On any Main Street in America, it’s virtually impossible to avoid seeing the signs of homelessness. From cardboard signs asking for spare change, to single mothers and children living in charity shelters, homelessness is a problem that the United States hasn’t come to terms with.
There are an estimated 636,000 individuals who are homeless on a given night in America, nearly 4 in 10 of whom live on the streets, in cars, abandoned buildings and other places not intended for human habitation. Barely visible in this debate are homeless children. It is estimated that one in 45 children will experience homelessness in America each year. That amounts to over 1.6 million children.
These children will often live in temporary accommodation, moving from home to home, and sometimes from state to state. They will also experience high rates of acute and chronic health problems. This constant barrage of stressful and traumatic experiences combined with a lack of opportunities, experts believe, leads children into a downward spiral where low expectations and lack of education ensure for them a future of low income and poverty. And so the cycle of homelessness continues for generations.
With so many people experiencing homelessness, you would think there would a coordinated effort to deal with this issue.

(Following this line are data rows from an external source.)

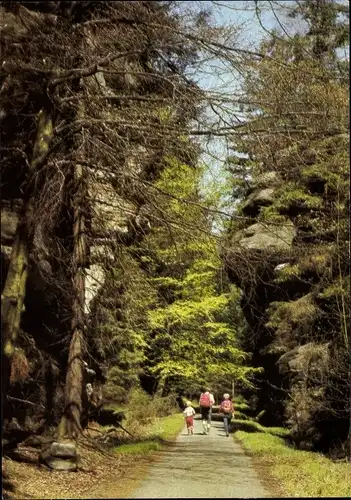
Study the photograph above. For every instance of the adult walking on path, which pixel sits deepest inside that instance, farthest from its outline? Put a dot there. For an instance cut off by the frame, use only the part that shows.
(206, 402)
(202, 467)
(227, 410)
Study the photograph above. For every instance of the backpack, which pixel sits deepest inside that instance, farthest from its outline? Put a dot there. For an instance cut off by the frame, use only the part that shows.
(205, 400)
(226, 406)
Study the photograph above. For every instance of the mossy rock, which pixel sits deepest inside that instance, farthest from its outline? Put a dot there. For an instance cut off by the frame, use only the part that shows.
(270, 237)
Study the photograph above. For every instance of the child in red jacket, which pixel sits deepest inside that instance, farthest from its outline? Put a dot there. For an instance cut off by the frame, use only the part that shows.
(227, 410)
(189, 413)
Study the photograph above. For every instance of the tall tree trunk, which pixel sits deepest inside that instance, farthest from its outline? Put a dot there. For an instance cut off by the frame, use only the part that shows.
(70, 425)
(13, 295)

Finding ways to help the homeless population is one of the hardest problems any big city faces. Columbia, S.C. has swept them from the streets and deposited them on the outskirts of the city — an ‘out of sight, out of mind’ policy other U.S. communities have looked at.
Following the city’s Emergency Homeless Response report, the local police department was given sweeping powers to remove homeless and even homeless-looking citizens from the downtown area. If they refuse, they can be arrested under public nuisance laws.
Today homelessness is viewed by most of the population as a nuisance they would rather not see. We treat the homeless as a burden to society, a problem to clear off the streets, but finding a solution is proving more difficult.
New ways to help the homeless
One of the most innovative tactics to help the homeless has come from Intersections, a multi-cultural, multi-faith advocacy group that seeks to “develop strategies that promote justice, reconciliation, and peace.” The group recently held a workshop in New York City hosted by the Coalition for the Homeless, who characterized the event’s objective as “finding peace of mind through music” — using music to help the homeless. This may sound a little too alternative for some, but there have already been encouraging results.
Fred Johnson, an arts initiative fellow with Intersections and the workshop’s leader, described the event:
“We spent time with our group creating and laughing and also exploring the truth that each of us has a unique gift to give to the world, and that while we will inevitably face some challenges along the way, we must hold on to the desire to forge ahead.
Afterwards the participants were inspired, envisioning tangible ways to apply what they learned in the program to their daily lives.”
These workshops use music to build confidence, self-esteem and develop good coping strategies for managing stress. The flexibility of the music program, sometimes using classical music, improvisational forms or RnB, encourages more participation and therefore more learning. Last month’s workshop with the Coalition for the Homeless was led by three music professionals: a cellist; an ethno-musicologist, conductor and percussionist.
The American Music Therapy Association’s work supports claims that music can help the homeless and relieve feelings of anxiety and helplessness while encouraging feelings of confidence.
Programs like these have received severe criticism from cash-strapped states as being a waste of federal money and offering no real support. But for Dana, an Intersections participant, she believes this music is food for the soul:
“I can get food from the food bank. I can get a bed in the shelter and I can even get training on a computer to get a job, but what no one thinks of is whether I’m strong enough to survive and do all this. We need food for the soul, you know, soul food.”
For Dana, building up confidence and self-esteem is a part and parcel of solving her homelessness problem.
Self-esteem does count
In South Florida, there is a worrying trend of violence against the homeless. Seen as an easy target by teenage gangs and groups of men looking for fun, men and woman living on the streets have been subjected to unprovoked violent attacks, in which some are raped or killed.
In 2012, a survey of 250 homeless people living in South Florida conducted by the state’s Task Force For Ending Homelessness found that more than 4 in 10 women and 3 in 10 men have been victims of violent attacks while living on the streets.
In Minneapolis, Johnson, a 38-year-old, was attacked under the I-35W bridge. Living on the streets, the Native American man told Mint Press News about the attack:
“I was looking for a place I can sleep. I know a couple of guys who are always sleeping under the bridge. There’s safety in numbers when you can’t find an empty building to sleep in.
So I headed there, and on the way, two Black guys came up to me and start shouting racist things about ‘red Indians,’ that they should have killed all of us, [that] we’re drunk and stuff. I tried to walk by fast and avoid looking at them. As I ran past one of them, I was hit on the head with a bottle. Then I was punched to the ground and kicked repeatedly.
The police found me laying on the road. I had some stitches to my face but the attackers were never found.”
Programs like the workshops organized by Intersections will not stop violent attackers, but are designed to help homeless people see their options, to have the self-confidence to seek and ask for help; to find a safe solution to finding a bed for the night.
These programs build confidence in the homeless so they can access services and take full advantage of job training programs, and to stop the cycle of homelessness from spanning generations.